Real AI? As opposed to what — imaginary AI? Diet AI? It's fodder for endless satire: “Are you troubled lately by fake AI?”

Nobody is selling the actual processors anymore. They're selling the disappearance of the interface.

Maybe the next generation of computing asks something different. Maybe the computer adapts to us. Lives in our glasses. Sits on the kitchen counter. Hovers near an elderly woman who could use the company.

I think computers are starting to walk over to us.

I don't know whether the future is glasses or necklaces or robots or floating whales. Most of these products will disappear, just like WebTV did. The interesting part isn't which device wins. It's the behavior each one is auditioning.

So here's the sentence I keep coming back to:

Maybe we're not watching a hardware boom. Maybe we're watching the search for AI's natural habitat.

Not “robots are coming.” Not “hardware matters more than software.” But for the first time since the smartphone, nobody knows where computing wants to live next.

That's a fascinating moment to witness — especially if you've lived through one before.

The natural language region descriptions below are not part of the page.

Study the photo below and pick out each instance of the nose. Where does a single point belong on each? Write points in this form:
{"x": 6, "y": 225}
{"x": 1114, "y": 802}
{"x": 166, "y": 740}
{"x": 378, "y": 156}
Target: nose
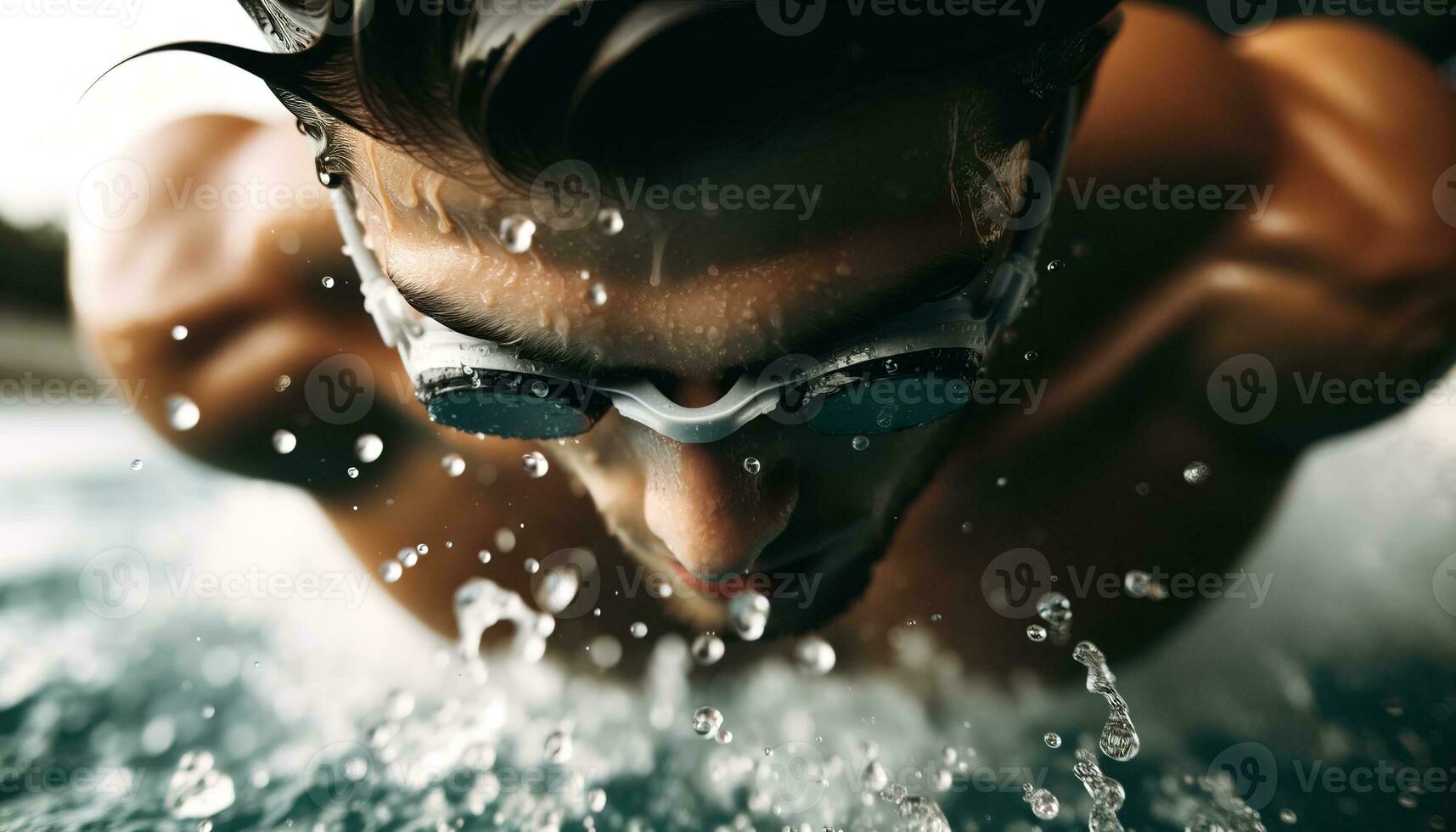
{"x": 712, "y": 513}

A 28-year-old tech writer can tell you what got announced yesterday. I can tell you this feels exactly like the last time everybody tried to invent the future at once.

Next time you see another ridiculous gadget, don't ask, “Will this work?”

Ask, “What behavior is this one auditioning?”

Most won't get the part. But one of them will teach us how the future wants to behave. And twenty years from now, we'll wonder how we ever lived any other way.